L’intervento, progettato da Infrastrutture Venete Srl, prevede la rimozione di 20mila metri cubi di materiale. L’obiettivo è ricostituire una cunetta navigabile profonda circa 4 metri e larga 40 metri, garantendo l’accesso sicuro al porto e sostenendo le attività economiche che fanno della pesca una delle colonne portanti dell’economia locale.

Il costo dei lavori, 230mila euro, è finanziato dalla Regione Veneto.

Sedimenti riutilizzati per la linea di costa

Le sabbie rimosse non finiranno in discarica ma verranno utilizzate per il ripascimento dello scanno del Gallo, contribuendo alla tutela della linea di costa e della laguna di Barbamarco. Prima del riutilizzo, i materiali sono stati sottoposti a caratterizzazione chimica ed ecotossicologica, secondo quanto previsto dal D.M. 173/2016, risultando idonei all’impiego ambientale.
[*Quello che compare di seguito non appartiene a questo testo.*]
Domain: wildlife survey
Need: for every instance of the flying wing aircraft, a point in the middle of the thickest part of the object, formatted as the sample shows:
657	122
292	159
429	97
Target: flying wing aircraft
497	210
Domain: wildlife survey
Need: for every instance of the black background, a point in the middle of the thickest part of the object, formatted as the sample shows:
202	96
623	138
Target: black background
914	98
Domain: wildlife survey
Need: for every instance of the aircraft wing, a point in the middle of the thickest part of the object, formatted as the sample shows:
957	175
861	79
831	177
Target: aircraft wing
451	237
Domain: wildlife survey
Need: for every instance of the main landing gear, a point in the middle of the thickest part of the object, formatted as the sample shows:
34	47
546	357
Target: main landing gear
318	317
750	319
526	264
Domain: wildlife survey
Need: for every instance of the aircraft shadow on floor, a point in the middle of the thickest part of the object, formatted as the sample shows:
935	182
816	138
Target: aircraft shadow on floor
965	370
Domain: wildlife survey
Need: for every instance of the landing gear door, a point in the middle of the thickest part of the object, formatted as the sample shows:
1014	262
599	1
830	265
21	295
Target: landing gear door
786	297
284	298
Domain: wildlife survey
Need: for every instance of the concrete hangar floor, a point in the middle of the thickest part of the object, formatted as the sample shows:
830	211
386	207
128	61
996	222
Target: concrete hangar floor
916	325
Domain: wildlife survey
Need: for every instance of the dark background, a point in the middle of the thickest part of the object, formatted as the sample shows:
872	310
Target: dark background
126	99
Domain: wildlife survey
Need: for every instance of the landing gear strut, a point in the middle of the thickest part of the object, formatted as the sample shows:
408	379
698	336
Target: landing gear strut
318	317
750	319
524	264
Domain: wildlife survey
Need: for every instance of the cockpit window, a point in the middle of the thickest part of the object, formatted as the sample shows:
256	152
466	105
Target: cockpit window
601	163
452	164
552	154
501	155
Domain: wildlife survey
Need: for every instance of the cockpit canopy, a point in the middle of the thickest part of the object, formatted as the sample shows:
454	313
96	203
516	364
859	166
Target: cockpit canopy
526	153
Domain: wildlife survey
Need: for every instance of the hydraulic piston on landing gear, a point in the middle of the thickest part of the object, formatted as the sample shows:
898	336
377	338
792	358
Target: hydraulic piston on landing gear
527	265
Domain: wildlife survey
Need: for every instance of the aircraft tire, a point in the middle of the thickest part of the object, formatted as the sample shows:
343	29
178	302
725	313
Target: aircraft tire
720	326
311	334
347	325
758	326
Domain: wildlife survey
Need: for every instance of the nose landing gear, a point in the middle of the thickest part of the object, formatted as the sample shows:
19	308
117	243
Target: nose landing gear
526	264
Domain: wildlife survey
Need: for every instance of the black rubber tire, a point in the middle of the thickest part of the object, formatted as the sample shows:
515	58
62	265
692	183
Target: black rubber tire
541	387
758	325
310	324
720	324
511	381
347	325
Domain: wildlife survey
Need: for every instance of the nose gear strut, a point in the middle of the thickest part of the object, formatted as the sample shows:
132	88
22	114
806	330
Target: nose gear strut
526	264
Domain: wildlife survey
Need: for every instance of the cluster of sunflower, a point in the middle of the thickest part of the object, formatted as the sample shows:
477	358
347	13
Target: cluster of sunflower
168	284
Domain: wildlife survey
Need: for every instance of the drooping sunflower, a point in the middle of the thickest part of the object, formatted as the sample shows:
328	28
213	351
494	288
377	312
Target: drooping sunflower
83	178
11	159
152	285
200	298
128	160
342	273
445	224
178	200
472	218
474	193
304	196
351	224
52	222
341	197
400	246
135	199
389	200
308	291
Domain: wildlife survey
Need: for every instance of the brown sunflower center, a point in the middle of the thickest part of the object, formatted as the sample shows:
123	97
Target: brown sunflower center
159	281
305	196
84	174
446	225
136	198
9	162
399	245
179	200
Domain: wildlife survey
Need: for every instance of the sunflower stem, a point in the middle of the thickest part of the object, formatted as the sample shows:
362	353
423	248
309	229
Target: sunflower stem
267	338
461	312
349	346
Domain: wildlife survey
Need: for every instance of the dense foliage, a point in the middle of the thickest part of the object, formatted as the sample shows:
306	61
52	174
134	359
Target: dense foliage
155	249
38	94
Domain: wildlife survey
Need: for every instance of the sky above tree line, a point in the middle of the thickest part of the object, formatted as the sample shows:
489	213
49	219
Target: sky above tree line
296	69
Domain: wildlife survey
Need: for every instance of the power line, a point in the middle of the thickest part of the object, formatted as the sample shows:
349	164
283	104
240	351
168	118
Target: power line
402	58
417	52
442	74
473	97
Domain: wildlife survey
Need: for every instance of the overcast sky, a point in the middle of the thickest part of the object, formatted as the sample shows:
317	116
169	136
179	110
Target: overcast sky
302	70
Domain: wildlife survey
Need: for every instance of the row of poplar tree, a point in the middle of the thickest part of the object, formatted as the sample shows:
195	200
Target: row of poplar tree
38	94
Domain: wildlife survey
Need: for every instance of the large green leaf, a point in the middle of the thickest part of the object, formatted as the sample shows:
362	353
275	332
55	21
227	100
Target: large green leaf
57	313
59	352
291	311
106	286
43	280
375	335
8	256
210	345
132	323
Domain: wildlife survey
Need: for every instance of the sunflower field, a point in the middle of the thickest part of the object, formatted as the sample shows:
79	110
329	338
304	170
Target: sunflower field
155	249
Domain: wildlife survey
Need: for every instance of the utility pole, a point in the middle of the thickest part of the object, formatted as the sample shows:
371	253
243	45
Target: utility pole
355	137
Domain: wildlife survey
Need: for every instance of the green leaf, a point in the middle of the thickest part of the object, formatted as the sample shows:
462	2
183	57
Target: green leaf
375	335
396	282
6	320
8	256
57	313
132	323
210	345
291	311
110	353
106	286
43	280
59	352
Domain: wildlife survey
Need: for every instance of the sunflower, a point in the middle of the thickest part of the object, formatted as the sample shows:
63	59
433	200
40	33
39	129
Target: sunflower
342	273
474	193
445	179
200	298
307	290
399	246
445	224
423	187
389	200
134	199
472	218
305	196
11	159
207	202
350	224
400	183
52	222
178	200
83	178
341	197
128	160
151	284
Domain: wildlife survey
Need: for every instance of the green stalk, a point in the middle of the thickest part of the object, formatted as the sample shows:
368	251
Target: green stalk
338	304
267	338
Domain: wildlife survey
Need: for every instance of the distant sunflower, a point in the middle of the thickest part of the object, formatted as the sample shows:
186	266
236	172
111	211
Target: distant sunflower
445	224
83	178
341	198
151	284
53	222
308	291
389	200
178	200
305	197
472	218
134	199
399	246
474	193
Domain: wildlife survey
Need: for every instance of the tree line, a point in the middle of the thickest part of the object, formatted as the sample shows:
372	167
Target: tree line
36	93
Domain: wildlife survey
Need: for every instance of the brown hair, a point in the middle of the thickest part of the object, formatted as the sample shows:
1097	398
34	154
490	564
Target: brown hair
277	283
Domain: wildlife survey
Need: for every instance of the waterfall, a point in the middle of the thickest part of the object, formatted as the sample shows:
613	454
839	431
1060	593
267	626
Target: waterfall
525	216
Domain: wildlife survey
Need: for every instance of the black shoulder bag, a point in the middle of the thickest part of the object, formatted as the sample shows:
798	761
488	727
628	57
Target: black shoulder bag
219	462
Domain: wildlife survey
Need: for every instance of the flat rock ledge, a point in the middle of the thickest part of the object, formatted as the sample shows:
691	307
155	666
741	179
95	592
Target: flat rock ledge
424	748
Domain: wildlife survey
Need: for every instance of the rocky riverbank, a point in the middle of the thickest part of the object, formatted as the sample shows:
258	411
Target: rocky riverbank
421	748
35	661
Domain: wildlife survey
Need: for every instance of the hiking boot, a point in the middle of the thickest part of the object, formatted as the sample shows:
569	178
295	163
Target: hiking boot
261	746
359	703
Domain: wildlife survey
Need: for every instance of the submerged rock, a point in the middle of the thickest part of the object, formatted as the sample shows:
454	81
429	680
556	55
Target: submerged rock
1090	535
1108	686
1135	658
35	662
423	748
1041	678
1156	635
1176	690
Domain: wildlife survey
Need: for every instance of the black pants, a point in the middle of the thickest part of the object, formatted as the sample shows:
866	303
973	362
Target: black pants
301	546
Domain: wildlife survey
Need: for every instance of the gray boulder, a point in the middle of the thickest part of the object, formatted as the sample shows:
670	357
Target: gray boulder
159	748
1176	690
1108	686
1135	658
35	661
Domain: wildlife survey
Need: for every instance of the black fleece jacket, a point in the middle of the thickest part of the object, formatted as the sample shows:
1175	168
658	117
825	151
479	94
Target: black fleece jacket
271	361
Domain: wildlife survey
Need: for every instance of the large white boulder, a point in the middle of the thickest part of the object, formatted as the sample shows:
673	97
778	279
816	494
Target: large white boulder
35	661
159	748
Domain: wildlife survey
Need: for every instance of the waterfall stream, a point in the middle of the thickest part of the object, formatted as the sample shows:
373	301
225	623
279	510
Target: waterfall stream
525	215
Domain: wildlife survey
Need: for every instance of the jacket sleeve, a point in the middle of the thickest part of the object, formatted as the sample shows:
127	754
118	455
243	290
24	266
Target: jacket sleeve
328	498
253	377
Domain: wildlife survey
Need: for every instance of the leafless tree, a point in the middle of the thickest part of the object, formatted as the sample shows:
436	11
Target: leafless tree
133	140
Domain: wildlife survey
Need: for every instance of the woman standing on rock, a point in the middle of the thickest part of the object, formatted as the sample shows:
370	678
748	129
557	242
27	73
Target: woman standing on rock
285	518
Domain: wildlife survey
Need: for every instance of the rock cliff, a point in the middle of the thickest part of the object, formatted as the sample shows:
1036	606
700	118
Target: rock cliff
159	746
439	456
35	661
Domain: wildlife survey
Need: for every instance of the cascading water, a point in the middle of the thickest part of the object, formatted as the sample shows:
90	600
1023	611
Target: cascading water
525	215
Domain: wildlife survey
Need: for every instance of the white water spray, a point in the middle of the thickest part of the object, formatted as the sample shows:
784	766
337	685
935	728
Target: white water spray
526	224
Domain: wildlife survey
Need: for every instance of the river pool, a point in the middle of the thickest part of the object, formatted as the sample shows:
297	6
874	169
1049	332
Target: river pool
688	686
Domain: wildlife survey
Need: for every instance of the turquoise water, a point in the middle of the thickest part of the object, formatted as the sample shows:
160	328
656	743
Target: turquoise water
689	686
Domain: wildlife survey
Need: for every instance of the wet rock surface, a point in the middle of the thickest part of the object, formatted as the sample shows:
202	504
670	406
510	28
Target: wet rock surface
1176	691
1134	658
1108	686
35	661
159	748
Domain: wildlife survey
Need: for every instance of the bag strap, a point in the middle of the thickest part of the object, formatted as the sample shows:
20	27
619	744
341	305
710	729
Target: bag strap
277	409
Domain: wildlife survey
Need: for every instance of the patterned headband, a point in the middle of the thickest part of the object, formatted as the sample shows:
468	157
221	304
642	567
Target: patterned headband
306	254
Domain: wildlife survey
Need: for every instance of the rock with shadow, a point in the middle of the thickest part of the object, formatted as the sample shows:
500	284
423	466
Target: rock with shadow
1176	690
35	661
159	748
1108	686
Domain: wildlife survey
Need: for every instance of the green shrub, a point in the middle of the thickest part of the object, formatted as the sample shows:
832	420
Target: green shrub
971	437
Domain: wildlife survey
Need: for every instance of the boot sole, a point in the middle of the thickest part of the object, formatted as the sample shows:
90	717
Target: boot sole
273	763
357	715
Pianificazione pluriennale

L’escavo appena avviato rientra in una programmazione strutturale a più anni:

  • autorizzato un ripascimento manutentivo per ulteriori tre anni,
  • previsto per il 2026 un nuovo escavo da 570mila euro, finanziato dalla Regione tramite bilancio 2025 (DGR 1065/2025).

Una pianificazione che punta a garantire continuità alla navigazione e a ridurre i rischi di insabbiamento che ciclicamente mettono in difficoltà flotte e operatori.